The story of a long solo travel tour through Mexico to Central America

By Jose Porta, Photography by Jose Porta

I stopped here one day to give a few touches to my motorcycle. The bottomof the crankcase had been smashed by the many rocks that it hit during the crossing of the Sierra Madre Mountains, and the oil was continuously pouring out from it. I had a brass patch put over the leak which seemed to hold it all right. For extra safety I fastened a square of sheet iron under the bottom of the motor and once more I was ready for the open road.

Nogales was my next stop and the road was easy and comfortable.

I was still close to the American border and from this town I headed south with Mazatlan as my next long stop.

I was now going through the easiest part of my trip. I had no more mountains to cross, the state of Sonora being composed mainly of endless extensions of barren ground, forming deserts covered by imposing giant cacti, nopals and other desert vegetation.

After what I had gone through I could well consider these roads excellent, although what I call a good road is nothing to be compared to a United States highway. I had to ride in low and second gear most of the time, with occasionally a short stretch in high. Besides, they were not exactly roads. They probably started as trails for horses and burros and oxcarts. Then, as the first automobiles came along, they left their tracks on the ground, and as more followed, the tracks got to be more and more visible so as to form an indelible way of communication leading from village to village. And this formed the best part of what was preposterously called the Pacific Coast Highway.

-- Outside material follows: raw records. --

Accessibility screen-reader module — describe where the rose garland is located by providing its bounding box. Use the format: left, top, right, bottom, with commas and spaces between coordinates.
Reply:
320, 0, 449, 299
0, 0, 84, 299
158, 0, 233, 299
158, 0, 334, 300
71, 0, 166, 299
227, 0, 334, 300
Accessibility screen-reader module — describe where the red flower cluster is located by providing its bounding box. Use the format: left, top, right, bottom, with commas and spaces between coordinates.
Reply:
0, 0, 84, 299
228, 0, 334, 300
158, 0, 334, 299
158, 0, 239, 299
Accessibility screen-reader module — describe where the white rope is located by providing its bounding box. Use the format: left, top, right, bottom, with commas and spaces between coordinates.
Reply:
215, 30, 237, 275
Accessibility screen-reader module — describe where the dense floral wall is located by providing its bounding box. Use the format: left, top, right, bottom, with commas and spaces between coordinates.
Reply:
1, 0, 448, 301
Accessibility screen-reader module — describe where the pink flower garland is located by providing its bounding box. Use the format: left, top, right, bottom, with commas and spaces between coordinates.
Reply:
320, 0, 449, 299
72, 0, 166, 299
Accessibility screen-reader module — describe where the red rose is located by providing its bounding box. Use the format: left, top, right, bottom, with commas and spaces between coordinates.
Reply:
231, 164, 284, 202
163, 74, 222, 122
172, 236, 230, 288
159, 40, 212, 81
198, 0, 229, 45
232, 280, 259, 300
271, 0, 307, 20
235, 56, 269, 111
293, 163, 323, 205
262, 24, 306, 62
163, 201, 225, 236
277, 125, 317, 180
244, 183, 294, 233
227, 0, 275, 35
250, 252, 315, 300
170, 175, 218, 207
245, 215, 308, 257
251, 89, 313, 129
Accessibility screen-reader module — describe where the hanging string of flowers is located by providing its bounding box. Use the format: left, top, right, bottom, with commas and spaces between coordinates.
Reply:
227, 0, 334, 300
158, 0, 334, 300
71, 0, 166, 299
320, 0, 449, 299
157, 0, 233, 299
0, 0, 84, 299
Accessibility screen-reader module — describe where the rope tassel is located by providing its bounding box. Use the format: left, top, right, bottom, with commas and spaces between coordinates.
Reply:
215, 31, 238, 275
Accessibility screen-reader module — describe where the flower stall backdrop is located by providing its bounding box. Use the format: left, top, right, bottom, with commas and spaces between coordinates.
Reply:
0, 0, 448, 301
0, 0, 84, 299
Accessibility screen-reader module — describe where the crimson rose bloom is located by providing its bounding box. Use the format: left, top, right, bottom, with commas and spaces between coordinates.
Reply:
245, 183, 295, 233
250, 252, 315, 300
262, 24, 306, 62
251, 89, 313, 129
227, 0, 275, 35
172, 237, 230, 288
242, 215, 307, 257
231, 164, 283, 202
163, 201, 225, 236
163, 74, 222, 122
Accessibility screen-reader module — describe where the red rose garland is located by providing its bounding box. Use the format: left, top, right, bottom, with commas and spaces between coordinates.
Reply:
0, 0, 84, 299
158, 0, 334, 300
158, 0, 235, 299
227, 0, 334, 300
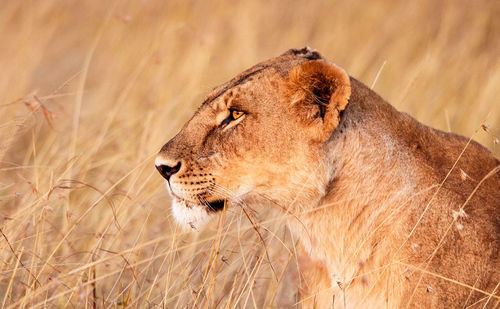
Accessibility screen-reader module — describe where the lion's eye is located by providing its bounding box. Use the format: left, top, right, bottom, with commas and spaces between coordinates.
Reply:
231, 109, 244, 120
220, 109, 245, 128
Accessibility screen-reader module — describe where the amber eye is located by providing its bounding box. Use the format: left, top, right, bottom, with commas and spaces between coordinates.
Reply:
231, 109, 244, 120
220, 109, 245, 128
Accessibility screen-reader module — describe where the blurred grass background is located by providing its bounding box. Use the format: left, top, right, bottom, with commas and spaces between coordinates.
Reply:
0, 0, 498, 307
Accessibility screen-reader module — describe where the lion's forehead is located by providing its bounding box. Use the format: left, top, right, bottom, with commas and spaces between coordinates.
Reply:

Of course, there will be a real highway here some day. What annoys the automobile or motorcycle traveler the most in this part of the country are the countless number of rivers that one has to cross every day.

When I was not crossing deserts I was crossing rivers. It was from one extreme to the other, either too much water or none at all.

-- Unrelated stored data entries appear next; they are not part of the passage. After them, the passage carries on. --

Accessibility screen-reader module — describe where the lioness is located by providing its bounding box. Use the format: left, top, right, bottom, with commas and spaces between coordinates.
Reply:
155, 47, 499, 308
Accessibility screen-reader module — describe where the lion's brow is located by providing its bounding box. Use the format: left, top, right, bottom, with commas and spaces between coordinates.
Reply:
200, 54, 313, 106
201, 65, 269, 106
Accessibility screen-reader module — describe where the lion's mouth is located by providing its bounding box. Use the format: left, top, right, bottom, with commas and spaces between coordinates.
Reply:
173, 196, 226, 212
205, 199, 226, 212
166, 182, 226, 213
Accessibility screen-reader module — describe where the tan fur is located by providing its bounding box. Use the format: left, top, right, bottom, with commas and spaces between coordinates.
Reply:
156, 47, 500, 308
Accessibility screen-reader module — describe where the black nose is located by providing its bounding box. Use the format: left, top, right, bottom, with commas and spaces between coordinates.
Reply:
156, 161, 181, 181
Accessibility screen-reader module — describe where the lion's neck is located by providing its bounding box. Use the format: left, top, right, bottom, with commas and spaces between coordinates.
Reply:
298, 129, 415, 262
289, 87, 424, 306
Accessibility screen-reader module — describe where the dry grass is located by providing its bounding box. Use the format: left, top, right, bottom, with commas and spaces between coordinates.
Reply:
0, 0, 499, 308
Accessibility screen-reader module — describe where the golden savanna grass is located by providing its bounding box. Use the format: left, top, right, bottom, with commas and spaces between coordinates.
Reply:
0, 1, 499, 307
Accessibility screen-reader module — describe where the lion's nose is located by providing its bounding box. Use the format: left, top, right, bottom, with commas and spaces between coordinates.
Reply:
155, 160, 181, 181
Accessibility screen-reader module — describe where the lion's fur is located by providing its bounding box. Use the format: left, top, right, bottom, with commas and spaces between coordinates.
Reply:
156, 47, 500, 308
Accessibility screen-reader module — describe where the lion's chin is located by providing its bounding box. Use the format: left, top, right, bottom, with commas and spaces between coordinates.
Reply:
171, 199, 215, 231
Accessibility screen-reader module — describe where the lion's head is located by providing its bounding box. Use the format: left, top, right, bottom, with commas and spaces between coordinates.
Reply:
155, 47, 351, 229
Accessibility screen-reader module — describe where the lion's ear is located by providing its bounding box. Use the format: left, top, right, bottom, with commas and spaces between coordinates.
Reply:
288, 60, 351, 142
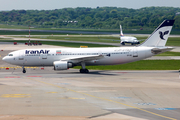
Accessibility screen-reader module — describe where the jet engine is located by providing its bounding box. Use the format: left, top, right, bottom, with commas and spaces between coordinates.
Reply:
53, 61, 73, 70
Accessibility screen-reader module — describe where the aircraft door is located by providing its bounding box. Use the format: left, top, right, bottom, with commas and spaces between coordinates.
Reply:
40, 53, 47, 66
19, 51, 25, 64
41, 54, 47, 59
19, 51, 24, 60
98, 50, 102, 55
133, 48, 138, 57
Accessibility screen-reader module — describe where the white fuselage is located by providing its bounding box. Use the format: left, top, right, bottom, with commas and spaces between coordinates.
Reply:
3, 47, 154, 67
120, 36, 139, 44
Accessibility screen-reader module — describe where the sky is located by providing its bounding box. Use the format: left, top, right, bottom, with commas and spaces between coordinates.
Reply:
0, 0, 179, 11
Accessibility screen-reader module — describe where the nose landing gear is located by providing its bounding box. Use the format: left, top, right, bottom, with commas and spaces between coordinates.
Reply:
22, 66, 26, 73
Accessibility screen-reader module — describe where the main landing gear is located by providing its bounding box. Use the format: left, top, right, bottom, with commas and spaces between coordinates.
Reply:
80, 62, 89, 73
80, 69, 89, 73
22, 66, 26, 73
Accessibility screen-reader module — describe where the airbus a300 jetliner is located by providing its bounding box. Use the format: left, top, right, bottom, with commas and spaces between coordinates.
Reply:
3, 20, 175, 73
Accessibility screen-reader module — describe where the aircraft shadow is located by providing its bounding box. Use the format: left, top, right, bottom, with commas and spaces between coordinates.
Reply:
55, 70, 116, 76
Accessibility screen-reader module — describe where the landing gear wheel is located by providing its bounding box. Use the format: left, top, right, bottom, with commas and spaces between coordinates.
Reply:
22, 67, 26, 73
84, 69, 89, 73
23, 69, 26, 73
80, 69, 84, 73
80, 69, 89, 73
121, 42, 125, 45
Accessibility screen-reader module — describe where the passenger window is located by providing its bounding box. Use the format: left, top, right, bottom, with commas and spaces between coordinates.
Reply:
9, 54, 13, 56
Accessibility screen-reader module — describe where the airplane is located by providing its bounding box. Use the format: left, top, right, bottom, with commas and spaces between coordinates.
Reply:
120, 25, 140, 45
2, 20, 175, 73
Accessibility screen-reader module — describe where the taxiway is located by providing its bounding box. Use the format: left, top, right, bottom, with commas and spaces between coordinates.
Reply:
0, 67, 180, 120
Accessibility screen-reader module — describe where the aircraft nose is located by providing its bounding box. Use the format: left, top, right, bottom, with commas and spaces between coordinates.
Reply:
2, 56, 6, 61
2, 56, 10, 63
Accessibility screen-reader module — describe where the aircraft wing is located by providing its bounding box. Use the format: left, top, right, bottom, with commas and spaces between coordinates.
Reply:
60, 54, 104, 63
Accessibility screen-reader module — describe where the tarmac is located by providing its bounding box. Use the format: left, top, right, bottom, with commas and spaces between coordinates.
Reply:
0, 43, 180, 120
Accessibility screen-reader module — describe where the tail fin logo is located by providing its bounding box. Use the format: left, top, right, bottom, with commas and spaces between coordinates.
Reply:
159, 31, 169, 40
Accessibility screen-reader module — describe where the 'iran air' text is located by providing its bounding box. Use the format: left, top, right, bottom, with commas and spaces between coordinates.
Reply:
25, 50, 50, 54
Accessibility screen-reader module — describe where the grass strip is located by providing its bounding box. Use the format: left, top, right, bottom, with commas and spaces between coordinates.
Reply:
30, 36, 120, 43
74, 60, 180, 70
156, 51, 180, 56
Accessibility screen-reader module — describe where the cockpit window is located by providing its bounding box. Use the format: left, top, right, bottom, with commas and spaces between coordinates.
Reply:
8, 54, 13, 56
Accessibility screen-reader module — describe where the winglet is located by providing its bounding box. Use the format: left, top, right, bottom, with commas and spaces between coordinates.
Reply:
139, 20, 175, 47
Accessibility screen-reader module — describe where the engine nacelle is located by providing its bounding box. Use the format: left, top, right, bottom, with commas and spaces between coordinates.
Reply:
53, 61, 73, 70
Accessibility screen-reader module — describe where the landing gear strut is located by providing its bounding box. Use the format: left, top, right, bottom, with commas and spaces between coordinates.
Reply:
80, 62, 89, 73
22, 66, 26, 73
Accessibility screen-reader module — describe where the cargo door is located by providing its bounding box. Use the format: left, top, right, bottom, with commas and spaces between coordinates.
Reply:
133, 48, 138, 57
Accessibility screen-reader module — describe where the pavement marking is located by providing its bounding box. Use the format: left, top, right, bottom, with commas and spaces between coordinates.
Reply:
0, 66, 39, 69
59, 97, 85, 100
134, 103, 156, 106
69, 97, 85, 100
0, 115, 13, 118
5, 76, 20, 78
27, 76, 42, 77
77, 90, 117, 92
56, 83, 70, 85
112, 97, 131, 99
155, 108, 177, 110
0, 45, 8, 51
1, 94, 31, 98
47, 92, 58, 94
27, 77, 177, 120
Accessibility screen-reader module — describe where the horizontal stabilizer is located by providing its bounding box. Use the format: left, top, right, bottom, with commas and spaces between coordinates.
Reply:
151, 47, 174, 54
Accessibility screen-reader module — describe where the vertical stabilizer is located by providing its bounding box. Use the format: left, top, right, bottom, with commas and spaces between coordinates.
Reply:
120, 25, 123, 36
140, 20, 175, 47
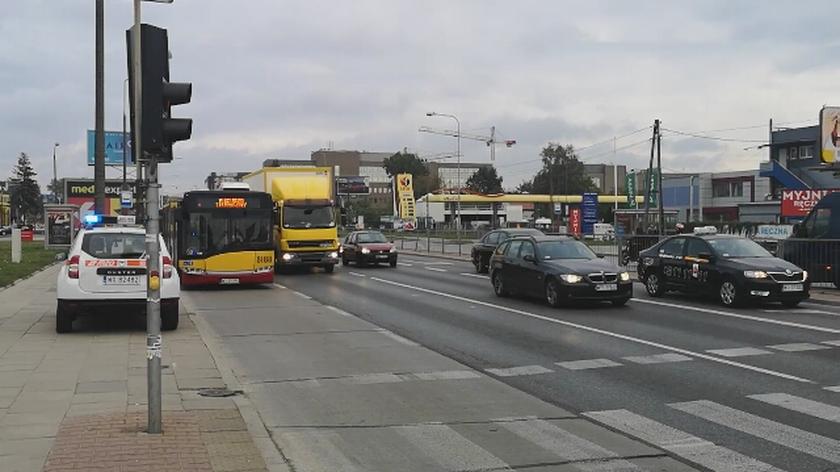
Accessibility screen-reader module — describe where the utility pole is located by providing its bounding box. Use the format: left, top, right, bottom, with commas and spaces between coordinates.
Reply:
94, 0, 106, 214
642, 120, 659, 233
613, 136, 618, 212
52, 143, 60, 203
656, 125, 664, 236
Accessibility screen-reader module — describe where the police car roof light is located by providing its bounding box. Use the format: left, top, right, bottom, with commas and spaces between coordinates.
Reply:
693, 225, 718, 235
83, 214, 102, 225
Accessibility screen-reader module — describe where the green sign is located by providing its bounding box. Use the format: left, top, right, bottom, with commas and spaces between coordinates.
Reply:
625, 172, 636, 208
647, 168, 659, 195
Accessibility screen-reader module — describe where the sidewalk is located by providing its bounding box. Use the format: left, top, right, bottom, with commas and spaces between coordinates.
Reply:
0, 266, 269, 472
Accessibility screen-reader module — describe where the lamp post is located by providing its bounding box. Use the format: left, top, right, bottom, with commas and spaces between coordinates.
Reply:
426, 112, 461, 254
52, 143, 60, 203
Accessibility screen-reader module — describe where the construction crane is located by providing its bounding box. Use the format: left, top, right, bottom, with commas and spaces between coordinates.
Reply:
417, 126, 516, 161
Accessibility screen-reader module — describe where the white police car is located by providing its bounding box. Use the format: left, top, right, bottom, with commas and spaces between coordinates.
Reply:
56, 215, 180, 333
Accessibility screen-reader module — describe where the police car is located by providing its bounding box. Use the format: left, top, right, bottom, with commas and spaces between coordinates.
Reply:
55, 215, 180, 333
637, 226, 809, 307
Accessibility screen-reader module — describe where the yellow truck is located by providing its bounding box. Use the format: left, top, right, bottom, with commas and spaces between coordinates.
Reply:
242, 166, 340, 273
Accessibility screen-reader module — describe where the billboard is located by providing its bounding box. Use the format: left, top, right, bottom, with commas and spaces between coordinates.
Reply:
86, 130, 130, 166
64, 179, 136, 217
336, 176, 371, 195
781, 189, 840, 217
820, 107, 840, 164
625, 171, 637, 208
569, 207, 581, 236
395, 173, 416, 228
581, 192, 598, 234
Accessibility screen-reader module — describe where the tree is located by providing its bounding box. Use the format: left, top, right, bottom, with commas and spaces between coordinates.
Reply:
529, 144, 595, 195
10, 153, 43, 224
382, 151, 428, 178
465, 166, 503, 194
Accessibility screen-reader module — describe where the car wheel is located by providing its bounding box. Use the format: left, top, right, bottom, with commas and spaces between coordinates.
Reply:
161, 304, 180, 331
492, 272, 509, 297
341, 255, 348, 266
358, 259, 368, 268
719, 279, 742, 307
56, 301, 73, 333
782, 299, 801, 308
324, 264, 335, 274
389, 259, 397, 268
478, 256, 489, 273
645, 272, 665, 297
611, 297, 630, 307
545, 278, 563, 307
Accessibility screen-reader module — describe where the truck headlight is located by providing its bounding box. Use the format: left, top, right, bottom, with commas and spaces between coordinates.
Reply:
560, 274, 583, 284
282, 253, 294, 261
743, 270, 768, 279
361, 247, 371, 254
619, 272, 631, 282
328, 251, 339, 259
803, 270, 808, 281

From Nogales to Mazatlan I don’t remember of having seen a single bridge, although I had to cross over a hundred rivers and streams and rivulets and ditches and what have you.

A few miles south of Guaymas I had to stop at an army post stationed there for the protection of the travelers. They took my name down and then I was told to proceed cautiously and not to stop for any reason whatsoever because that part of the country was infested by Yaqui Indians, who occasionally robbed and killed some unwary traveler. Battalions of soldiers had been sent from time to time after those bandits, but without any success. At the first sign of soldiers the Yaquis would disperse themselves among the hills and none of them could be found. So the only thing the government could do was to station some soldiers in that dangerous zone, who would occasionally patrol the highway and warn strangers against the possibilities of a holdup.

Twenty miles below the first army post there was a second one, which meant the end of all dangers from the Yaqui Indians. I didn’t meet any Indian, and in spite of all warnings I had to stop a couple of times to patch my flat tires. When I reached the second post they told me they were expecting me, as my name had been wired from the other post and that I didn’t have to worry because if I hadn’t showed up in a reasonable length of time they would have sent a group of soldiers to look for my body. Swell consolation!

Cajeme, Navojoa, Ahome are the names of the next towns I had to go through. In the meantime I had to cross a couple of deep rivers on ferries. Unfortunately, not all rivers have ferries.

Suddenly my motor started to miss and stop, and with much trouble I arrived at Los Mochis, a promising little town a few miles from the Pacific Coast.